Every AI founder has the Claude Spookies right now. Will Claude’s next release kill our product? I studied the fastest-growing vertical AI companies (e.g. Cursor, Sierra, Legora) to uncover the 3 moats that actually hold.
In February 2026, one Anthropic update made Ryze AI, a startup with a 70% deal close rate, irrelevant overnight. The founder posted "Claude killed my startup." Every founder felt it. The week Anthropic released Cowork, $1 trillion of value was wiped from the stock market. Last week, Anthropic released 10 finance agent templates and FactSet dropped 8.1% the same day
With OpenAI re-entering enterprise, model providers will keep moving up the stack as competition heats up.
At the same time, vertical AI companies are growing at insane rates.
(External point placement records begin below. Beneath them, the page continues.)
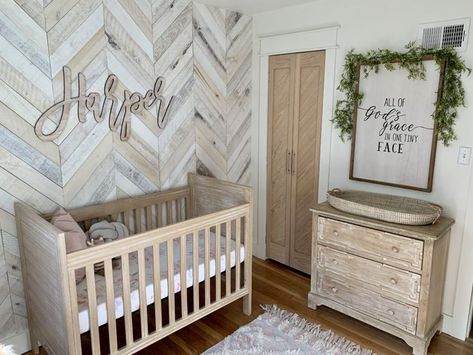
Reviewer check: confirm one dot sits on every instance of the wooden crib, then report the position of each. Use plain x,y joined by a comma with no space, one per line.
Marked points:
206,208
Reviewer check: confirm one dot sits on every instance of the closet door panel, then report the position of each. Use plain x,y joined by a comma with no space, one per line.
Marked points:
280,124
306,145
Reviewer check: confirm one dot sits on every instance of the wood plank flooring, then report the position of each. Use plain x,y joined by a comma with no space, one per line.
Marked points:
274,283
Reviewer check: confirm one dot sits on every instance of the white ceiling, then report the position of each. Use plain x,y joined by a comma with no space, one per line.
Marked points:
253,6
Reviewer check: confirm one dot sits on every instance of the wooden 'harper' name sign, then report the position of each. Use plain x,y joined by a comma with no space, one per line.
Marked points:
118,115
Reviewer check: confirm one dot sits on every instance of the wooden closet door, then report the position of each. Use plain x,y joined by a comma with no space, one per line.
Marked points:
280,125
309,82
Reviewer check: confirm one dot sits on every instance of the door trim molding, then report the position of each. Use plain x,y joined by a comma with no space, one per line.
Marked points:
280,43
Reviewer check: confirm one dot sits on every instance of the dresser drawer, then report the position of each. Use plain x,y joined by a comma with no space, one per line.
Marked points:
352,295
385,247
387,280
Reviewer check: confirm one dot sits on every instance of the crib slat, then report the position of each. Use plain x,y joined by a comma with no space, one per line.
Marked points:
171,303
218,261
237,253
126,220
138,220
126,299
159,212
178,210
149,219
228,273
195,269
75,313
142,290
92,298
169,212
207,267
183,276
187,207
112,325
157,286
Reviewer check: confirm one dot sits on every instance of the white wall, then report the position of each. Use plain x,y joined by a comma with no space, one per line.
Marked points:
371,24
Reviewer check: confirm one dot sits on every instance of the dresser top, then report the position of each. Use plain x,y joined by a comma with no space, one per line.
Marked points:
431,231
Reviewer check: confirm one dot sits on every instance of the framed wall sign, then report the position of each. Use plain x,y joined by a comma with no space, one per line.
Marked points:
394,137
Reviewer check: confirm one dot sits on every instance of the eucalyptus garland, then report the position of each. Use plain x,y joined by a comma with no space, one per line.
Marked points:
453,94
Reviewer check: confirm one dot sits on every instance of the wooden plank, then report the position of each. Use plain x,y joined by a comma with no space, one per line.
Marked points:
111,322
183,268
142,291
127,298
157,287
171,298
92,299
195,269
218,262
237,253
207,266
228,271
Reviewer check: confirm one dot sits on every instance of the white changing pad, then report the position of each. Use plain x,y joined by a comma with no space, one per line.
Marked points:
135,302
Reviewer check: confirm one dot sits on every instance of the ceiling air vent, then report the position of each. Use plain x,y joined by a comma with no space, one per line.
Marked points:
444,34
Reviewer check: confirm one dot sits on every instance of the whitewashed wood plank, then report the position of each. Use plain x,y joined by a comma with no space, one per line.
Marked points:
132,28
165,12
68,24
25,67
54,10
25,34
30,176
84,151
76,182
35,10
129,171
98,187
66,51
135,162
7,223
23,86
30,155
21,128
140,12
6,314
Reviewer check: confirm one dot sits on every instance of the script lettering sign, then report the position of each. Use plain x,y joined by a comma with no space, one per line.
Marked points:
118,115
394,136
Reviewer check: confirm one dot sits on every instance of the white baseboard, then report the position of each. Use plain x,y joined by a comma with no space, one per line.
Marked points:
20,342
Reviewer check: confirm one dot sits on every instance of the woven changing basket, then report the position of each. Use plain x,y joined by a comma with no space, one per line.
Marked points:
389,208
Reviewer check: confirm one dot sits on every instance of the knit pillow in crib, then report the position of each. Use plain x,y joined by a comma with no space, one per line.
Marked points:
75,236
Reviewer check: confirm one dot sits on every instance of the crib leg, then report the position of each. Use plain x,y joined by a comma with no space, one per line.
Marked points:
34,344
247,304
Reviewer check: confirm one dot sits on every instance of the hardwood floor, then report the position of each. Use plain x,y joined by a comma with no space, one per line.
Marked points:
274,283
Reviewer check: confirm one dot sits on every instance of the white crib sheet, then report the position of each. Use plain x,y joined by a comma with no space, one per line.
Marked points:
135,302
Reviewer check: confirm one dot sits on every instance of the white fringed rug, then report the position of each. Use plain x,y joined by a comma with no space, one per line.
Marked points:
281,332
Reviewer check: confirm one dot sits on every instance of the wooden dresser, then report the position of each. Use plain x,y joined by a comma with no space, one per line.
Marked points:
388,275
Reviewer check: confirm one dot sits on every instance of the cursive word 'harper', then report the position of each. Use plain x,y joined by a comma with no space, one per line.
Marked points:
118,115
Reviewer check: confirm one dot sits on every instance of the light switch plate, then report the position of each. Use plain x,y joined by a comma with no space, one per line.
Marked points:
464,155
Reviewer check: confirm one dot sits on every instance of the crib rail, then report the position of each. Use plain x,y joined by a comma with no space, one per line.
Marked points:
140,214
233,224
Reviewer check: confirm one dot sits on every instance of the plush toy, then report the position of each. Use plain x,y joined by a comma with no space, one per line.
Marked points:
104,232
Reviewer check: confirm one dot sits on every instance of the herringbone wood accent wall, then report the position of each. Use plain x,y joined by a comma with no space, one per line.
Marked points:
203,52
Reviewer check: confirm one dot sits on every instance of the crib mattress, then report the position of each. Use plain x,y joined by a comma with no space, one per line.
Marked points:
133,258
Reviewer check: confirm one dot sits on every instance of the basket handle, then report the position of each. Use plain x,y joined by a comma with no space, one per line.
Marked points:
438,209
335,191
@cursor_ai added $1B in ARR in a single quarter (Coding).
@WeAreLegora hit $100M ARR in 18 months and
@evenuplaw 4X'ed revenue to $100M (Legal). Abridge went from $8M to $117M ARR in 15 months (Healthcare).
@SierraPlatform hit $150M in 2 years (Customer service).
These companies share 3 moats that make customers choose them over Claude:
1. Proprietary data loops that compound
Abridge is built on 50M clinical conversations. EvenUp built a proprietary settlement database of 200K cases and millions of medical records. Clay has a data marketplace that's needed despite LLMs commoditizing outbound. Sierra's Journeys codify each customer's voice, procedures, & brand that compound over time. These data investments are too fringe for LLMs, but they matter to busy customers who need time to value.
2. UX is built for the customer’s workflow
Abridge saves physicians 2 hours a day, because it lives inside Epic's native interface. Legora lives inside Word and Outlook, where lawyers already work. Its tabular view makes bulk actions like reviewing 500 customer contracts during an M&A deal easy. Cursor is so good at embedding into the org's workflows and context, making it easy to go from feedback to PRs. The workflow-native UX, paired with FDEs who know the buyer's domain, are why vertical AI keeps winning deals over LLMs.
3. Platform leverage that compounds
The best vertical AI companies are consolidating workflows and becoming the platform other workflows route through. Legora is now an agentic OS for legal work, embedding inside Microsoft Word and law firm document management systems. Abridge started with clinical notes but is expanding into orders, prior auth, and revenue cycle, becoming infrastructure across 250 health systems. While general-purpose models will accrue more integrations, they can't replicate a platform that third parties have already built their businesses on.
At
@mutinycorp we're investing in all three: workflow-native UX, proprietary contact-level analytics from owning the asset layer, and a platform play we'll share more on soon.
The Claude Spookies are real, but so is the demand. The $10B vertical AI winners will nail time-to-value and get harder to rip out the longer you use them.